The column below reflects the views of the author, and these opinions are neither endorsed nor supported by WisOpinion.com.

Wisconsin GOP Representative Derrick Van Orden (3rd CD) has achieved notoriety for his social media war with Wisconsin Democratic Representative Mark Pocan (2nd CD). Both of them must cease this immature, destructive distraction. What’s needed is genuine policy discussion and congressional oversight, sorely lacking.

The last eight months of the Trump presidency has been a nightmare. “There will be some 300,000 fewer federal workers on the government payroll by the end of December …” (NYT). The firings and coerced “resignations” have been costly, “upward of $135 billion this fiscal year” (NYT). Entire federal departments and programs have been eviscerated. This is not cutting fraud and waste. It’s national suicide. Don’t avert your eyes.

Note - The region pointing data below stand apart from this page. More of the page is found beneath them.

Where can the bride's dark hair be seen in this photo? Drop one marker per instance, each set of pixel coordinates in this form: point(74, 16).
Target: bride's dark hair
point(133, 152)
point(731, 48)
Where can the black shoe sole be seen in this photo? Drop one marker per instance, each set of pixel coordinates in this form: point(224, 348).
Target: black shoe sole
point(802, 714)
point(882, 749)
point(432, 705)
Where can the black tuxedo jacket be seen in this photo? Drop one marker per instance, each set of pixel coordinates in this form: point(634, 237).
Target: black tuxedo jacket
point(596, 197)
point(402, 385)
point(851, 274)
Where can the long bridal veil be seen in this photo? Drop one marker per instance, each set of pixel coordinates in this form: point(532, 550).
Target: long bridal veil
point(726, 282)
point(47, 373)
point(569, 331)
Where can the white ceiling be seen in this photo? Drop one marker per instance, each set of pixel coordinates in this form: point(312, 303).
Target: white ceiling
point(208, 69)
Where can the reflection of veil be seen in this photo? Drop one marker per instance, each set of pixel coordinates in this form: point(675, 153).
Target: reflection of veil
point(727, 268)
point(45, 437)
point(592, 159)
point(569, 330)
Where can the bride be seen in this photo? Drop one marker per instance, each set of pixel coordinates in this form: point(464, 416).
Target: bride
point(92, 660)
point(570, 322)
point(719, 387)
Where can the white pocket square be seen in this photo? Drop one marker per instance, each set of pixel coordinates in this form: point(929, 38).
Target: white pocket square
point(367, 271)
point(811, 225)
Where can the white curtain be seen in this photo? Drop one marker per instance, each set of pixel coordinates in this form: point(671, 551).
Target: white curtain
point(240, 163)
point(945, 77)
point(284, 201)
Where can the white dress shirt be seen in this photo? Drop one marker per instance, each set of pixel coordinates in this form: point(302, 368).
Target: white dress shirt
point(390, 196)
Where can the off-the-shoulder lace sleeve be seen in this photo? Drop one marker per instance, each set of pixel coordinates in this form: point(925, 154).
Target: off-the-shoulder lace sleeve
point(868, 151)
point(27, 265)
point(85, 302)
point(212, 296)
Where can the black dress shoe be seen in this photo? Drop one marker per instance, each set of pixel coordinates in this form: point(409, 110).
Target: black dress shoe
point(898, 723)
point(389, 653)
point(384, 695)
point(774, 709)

The Washington Post reported: “Morale is plummeting inside the Department of Veterans Affairs (VA) as tens of thousands of employees prepare for deep staffing cuts, raising alarms among staffers, veterans and advocates who fear the reductions would severely damage care and benefits for millions of the nation’s former service members.” While public opposition forced the Trump administration to abandon a plan to reduce the VA workforce by 83,000 employees, the damage has been severe.

ProPublica reported: “Veterans hospitals are struggling to replace hundreds of doctors and nurses who have left the (VA) health care system as the Trump administration pursues its pledge to simultaneously slash Department of Veterans Affairs staff and improve care. Many job applicants are turning down offers, worried that the positions are not stable and uneasy with the overall direction of the agency, according to internal documents examined by ProPublica. The records show nearly 4 in 10 of the roughly 2,000 doctors offered jobs from January through March of this year turned them down. That is quadruple the rate of doctors rejecting offers during the same period last year.”

Moreover, the VA Office of Inspector General released a damning report on the increasing shortage of clinical and nonclinical employees throughout the VA system. The Washington Post reported: “Amid this year’s staffing losses, the department (VA) has faced a dramatic drop in job applications.” The MJS reported: “According to the (above) report, Wisconsin’s three VA health care systems – William S. Middleton Veterans’ Memorial, VA Tomah Health Care and Clement J. Zablocki Veterans’ Administration Medical Center – were short a combined 51 clinical positions and 21 nonclinical positions.”

Wisconsin Democratic Senator Tammy Baldwin reacted spot-on: “These dedicated folks that serve at the VA are not just leaving out of the blue. The Trump administration is driving them out and it means longer wait times, calls going unanswered and veterans not getting the care they deserve.” However, Van Orden, who serves on the House Veterans’ Affairs Committee, is not calling for meaningful congressional oversight. Van Orden doesn’t ask questions on why so many doctors and nurses don’t want to work at the VA. Moreover, U.S. military veterans are disproportionately from rural areas, including small towns. That’s the 3rd CD, second-highest percent of Wisconsin CD’s military veterans. Van Orden is not doing his job. Veterans deserve much better.

– Kaplan wrote a guest column from Washington, D.C., for the Wisconsin State Journal from 1995 – 2009.